Die Frage, ob und inwieweit Leiharbeitnehmer bei Schwellenwerten zu berücksichtigen sind oder nicht, war bereits mehrfach Gegenstand höchstrichterlicher Entscheidungen und ist in weiten Teilen abschließend geklärt. Unklar ist derzeit noch, ob sie bei den Schwellenwerten zur Anzeigepflicht einer Massenentlassung nach § 17 KSchG mitzählen. Jüngst hat das BAG diese Frage dem EuGH vorgelegt (Beschluss vom 16. November 2017 – 2 AZR 90/17 (A), Pressemitteilung Nr. 51/17). Wohin geht die Reise?

Der Ausgangsfall

Die Beklagte hatte die Leiharbeitnehmer bei der Ermittlung der in der Regel beschäftigten Arbeitnehmer mitgezählt und war so zu dem Ergebnis gekommen, dass sie 123 Arbeitnehmer beschäftige. Da sie lediglich 12 Arbeitnehmer entlassen wollte, war aus ihrer Sicht die Schwelle von 10% des § 17 Abs. 1 S. 1 Nr. 2 KSchG nicht erreicht. Sie verzichtete daher auf die Erhebung einer Massenentlassungsanzeige bei der Agentur für Arbeit.
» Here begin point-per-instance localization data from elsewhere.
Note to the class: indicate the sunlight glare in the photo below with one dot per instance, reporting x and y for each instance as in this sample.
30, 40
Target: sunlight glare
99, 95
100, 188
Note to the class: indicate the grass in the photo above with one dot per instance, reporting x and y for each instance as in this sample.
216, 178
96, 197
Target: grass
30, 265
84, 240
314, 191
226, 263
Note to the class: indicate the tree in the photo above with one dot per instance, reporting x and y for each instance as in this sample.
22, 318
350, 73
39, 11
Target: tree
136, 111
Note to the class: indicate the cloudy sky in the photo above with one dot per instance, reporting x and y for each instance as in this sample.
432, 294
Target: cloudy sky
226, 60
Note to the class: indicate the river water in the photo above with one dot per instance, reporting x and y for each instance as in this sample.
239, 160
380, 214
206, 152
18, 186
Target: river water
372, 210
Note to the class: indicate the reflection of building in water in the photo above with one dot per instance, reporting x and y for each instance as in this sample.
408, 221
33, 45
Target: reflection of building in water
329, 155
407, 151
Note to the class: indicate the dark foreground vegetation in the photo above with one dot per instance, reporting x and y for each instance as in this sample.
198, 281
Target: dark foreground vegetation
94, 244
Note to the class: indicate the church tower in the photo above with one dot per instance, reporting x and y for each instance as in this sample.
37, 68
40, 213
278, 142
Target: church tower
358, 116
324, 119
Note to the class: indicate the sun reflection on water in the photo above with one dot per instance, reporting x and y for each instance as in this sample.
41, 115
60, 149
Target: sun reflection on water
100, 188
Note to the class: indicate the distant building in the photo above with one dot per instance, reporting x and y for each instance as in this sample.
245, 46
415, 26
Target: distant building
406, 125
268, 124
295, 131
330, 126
Die von der Beklagten gekündigte Klägerin berief sich darauf, dass Leiharbeitnehmer bei den in der Regel beschäftigten Arbeitnehmern nicht mitgezählt werden dürften, was dazu führe, dass die Beklagte lediglich 120 Arbeitnehmer beschäftige. Damit sei die Schwelle von 10% erreicht gewesen und es hätte einer Massenentlassungsanzeige bedurft. Infolgedessen sei ihre Kündigung unwirksam.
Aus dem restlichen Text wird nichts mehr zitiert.